The International Energy Agency (IEA) predicted global oil demand and supply were set to rebalance in the second half of the year and that producers may then need to pump an additional 2 million barrels per day (bpd) to meet the expected demand.
Similarly, the Organization of the Petroleum Exporting Countries (OPEC) on Tuesday raised its global demand forecast by 70,000 bpd from last month’s forecast and now expects global demand to rise by 5.95 million bpd in 2021.
Signs of a strong economic recovery in China and the United States have underpinned recent price gains, but stalled vaccine rollouts worldwide and soaring COVID-19 cases in India and Brazil have slowed the market’s advance.
Currencies and bonds
The Canadian dollar was drifting lower this morning as the benchmark U.S. Treasury yield was hovering near 1.631%, below last month’s highs above 1.7%.
“The Canadian dollar is holding most of yesterday’s recovery against the U.S. dollar from the low 1.26s (79.36 cents US) but has failed to make any additional progress in overnight trading amid a dearth of new factors for investors to focus on,” a note by Scotiabank said this morning. “We continue to think that near-to-medium term prospects look fairly solid for the Canadian dollar, however, given that positive economic developments indicate a robust recovery (which will be able to withstand bumps in the road, such as Ontario’s renewed lockdown) and strengthening demand for raw materials as the global economic recovery develops.”
Other corporate news
Discovery Inc fell 3.9% as CNBC reported on Tuesday that Credit Suisse Group AG was still unloading its positions in the media company after losses relating to Archegos Capital Management.
American Airlines said on Wednesday it expects to fly more than 90% of its domestic seat capacity in the summer of 2021, compared with the same period in 2019, due to a strong rebound in bookings. The U.S. airline also said it expects to utilize 80% of its international seat capacity this summer, compared with 2019 levels.
Wells Fargo had its best quarter in a year and a half, posting a profit of $4.74 billion and freeing up more than a billion dollars that had been set aside for potential loan defaults at the beginning of the coronavirus pandemic. The San Francisco-based bank on Wednesday said it earned $1.05 per share on revenue of $18.06 billion in the quarter, both surpassing Wall Street’s forecasts. Analysts surveyed by Zacks were expecting earnings per share of 69 cents and revenue of $17.62 billion.

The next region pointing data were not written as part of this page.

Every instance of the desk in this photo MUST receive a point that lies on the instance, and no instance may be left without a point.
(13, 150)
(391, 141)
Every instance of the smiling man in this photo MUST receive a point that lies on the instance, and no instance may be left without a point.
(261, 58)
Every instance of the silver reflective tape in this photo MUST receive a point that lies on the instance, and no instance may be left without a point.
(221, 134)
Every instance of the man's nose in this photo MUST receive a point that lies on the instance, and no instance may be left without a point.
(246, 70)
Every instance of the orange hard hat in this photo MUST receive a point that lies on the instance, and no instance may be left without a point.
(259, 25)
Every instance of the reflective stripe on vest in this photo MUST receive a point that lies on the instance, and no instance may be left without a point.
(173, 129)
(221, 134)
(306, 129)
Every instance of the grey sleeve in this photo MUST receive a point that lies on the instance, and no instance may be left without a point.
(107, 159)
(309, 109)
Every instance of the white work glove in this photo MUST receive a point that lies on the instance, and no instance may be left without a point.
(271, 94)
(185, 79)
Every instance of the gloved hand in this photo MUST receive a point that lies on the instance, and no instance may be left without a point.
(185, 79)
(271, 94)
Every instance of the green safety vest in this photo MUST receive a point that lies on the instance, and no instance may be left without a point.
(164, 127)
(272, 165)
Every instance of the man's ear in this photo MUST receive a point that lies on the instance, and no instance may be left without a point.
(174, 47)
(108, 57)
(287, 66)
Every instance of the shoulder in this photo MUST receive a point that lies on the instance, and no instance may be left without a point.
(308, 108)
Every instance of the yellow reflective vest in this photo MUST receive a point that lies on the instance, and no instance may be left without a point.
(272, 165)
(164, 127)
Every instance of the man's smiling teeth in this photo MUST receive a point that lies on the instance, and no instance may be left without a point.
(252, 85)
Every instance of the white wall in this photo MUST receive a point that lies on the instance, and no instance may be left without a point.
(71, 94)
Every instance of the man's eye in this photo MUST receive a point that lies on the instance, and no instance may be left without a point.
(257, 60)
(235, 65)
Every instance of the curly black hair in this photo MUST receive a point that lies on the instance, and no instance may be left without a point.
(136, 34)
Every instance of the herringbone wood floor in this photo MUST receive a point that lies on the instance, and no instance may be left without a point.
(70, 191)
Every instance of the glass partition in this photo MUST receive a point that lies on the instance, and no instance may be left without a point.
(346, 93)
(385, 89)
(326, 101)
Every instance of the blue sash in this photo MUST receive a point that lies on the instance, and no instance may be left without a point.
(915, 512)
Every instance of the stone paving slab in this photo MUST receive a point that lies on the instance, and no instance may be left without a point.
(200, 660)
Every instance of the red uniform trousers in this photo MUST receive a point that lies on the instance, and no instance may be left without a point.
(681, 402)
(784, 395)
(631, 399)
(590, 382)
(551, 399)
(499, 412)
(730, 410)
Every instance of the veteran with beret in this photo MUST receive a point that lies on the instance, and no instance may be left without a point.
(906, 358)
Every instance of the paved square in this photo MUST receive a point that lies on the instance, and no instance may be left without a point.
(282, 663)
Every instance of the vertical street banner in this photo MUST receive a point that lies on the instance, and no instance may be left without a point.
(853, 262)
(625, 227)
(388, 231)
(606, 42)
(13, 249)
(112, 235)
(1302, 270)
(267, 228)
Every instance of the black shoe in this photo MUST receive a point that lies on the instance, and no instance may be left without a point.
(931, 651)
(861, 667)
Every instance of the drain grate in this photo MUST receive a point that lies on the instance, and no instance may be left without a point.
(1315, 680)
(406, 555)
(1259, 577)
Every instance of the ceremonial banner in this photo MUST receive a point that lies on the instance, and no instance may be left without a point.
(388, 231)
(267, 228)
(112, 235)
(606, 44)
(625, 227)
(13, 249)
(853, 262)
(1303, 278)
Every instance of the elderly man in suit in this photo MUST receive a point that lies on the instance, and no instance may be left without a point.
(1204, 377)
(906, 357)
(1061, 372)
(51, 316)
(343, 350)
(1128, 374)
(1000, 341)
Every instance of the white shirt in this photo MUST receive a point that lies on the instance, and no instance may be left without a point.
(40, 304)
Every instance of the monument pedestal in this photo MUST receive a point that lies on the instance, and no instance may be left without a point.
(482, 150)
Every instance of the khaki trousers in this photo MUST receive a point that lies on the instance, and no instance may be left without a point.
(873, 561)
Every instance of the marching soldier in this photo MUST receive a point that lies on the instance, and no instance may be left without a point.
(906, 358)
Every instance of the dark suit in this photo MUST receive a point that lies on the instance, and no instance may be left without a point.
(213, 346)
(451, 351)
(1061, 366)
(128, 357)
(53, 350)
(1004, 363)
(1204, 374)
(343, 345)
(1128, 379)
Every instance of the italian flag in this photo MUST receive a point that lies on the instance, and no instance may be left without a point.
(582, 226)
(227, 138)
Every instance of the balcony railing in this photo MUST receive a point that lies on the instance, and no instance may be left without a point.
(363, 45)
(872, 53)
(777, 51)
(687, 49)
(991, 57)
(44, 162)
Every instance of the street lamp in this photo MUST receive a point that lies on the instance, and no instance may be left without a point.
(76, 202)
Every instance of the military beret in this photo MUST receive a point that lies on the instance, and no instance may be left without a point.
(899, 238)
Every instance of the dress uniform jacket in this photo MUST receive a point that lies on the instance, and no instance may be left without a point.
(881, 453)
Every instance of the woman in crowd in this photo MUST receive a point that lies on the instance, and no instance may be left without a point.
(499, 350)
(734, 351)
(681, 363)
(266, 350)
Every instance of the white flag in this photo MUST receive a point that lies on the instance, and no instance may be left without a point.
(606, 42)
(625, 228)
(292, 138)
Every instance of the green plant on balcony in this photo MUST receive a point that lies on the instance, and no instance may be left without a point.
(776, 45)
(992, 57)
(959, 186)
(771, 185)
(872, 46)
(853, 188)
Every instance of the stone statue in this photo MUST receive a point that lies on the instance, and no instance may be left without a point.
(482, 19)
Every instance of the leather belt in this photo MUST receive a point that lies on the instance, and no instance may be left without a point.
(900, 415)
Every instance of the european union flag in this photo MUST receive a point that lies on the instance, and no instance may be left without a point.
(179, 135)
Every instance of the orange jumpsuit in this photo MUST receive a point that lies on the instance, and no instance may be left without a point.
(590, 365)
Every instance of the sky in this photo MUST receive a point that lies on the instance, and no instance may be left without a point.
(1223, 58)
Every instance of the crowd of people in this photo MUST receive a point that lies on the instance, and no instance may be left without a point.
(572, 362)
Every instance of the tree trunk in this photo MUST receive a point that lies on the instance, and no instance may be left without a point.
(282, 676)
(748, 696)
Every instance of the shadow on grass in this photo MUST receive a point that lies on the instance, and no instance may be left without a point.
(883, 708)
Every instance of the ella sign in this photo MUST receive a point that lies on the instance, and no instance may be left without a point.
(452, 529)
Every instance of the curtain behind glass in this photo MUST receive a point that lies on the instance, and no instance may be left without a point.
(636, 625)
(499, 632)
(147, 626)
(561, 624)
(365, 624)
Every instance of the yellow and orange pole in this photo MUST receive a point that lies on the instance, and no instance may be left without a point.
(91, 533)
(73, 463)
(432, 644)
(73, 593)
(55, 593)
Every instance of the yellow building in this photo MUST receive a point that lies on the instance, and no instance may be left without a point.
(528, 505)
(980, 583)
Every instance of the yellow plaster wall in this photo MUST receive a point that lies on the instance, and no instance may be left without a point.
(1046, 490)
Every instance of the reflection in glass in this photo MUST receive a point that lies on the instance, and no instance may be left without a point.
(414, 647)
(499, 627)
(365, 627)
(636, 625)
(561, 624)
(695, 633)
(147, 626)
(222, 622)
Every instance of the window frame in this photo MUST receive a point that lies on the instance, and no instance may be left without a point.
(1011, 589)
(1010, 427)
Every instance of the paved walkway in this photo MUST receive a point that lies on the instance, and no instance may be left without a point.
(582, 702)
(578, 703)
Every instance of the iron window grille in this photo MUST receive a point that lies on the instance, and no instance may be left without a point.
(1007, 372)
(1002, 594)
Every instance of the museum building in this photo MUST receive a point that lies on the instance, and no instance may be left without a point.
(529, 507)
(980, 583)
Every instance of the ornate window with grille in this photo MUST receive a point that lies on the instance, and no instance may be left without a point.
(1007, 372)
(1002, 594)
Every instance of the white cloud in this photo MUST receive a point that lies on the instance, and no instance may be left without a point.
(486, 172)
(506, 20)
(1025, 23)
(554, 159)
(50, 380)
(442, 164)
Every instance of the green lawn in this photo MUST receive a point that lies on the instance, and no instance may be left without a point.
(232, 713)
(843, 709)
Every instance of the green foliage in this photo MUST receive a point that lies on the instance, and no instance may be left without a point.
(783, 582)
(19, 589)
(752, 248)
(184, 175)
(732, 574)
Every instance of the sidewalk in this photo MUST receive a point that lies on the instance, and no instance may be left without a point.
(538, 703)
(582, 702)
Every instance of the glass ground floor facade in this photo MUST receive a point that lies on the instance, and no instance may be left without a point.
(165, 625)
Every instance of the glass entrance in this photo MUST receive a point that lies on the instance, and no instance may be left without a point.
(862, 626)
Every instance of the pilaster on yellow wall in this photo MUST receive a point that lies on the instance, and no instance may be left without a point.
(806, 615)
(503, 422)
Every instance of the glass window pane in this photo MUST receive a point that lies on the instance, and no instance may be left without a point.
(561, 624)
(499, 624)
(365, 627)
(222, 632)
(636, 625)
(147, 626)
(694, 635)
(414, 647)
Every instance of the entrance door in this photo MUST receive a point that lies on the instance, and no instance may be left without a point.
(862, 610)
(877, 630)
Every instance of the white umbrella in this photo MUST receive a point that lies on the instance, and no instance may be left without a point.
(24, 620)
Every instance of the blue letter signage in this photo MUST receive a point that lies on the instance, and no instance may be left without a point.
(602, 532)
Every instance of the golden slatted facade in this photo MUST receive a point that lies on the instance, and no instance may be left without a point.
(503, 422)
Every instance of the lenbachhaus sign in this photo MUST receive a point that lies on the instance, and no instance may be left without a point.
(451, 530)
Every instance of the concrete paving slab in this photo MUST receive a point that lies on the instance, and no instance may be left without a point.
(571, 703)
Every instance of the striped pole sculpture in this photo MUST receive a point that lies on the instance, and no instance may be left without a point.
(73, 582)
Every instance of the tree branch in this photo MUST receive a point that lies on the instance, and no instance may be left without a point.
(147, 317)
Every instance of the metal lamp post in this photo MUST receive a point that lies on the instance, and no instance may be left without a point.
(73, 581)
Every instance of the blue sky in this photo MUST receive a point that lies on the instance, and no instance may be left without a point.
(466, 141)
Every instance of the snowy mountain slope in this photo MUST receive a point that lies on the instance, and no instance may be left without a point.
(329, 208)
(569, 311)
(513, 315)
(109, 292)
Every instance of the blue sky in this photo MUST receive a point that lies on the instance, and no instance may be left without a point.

Other earnings today include: Shaw Communications Inc.
U.S. import prices rose 1.2% last month after advancing 1.3% in February. The fifth straight monthly gain lifted the year-on-year increase to 6.9%, the largest rise since January 2012. Import prices rose 3.1% on a year-on-year basis in February.
(12 p.m. ET) U.S. Fed Chair Jerome Powell speaks to the Economic Club of Washington.
(2 p.m. ET) U.S. Beige Book released.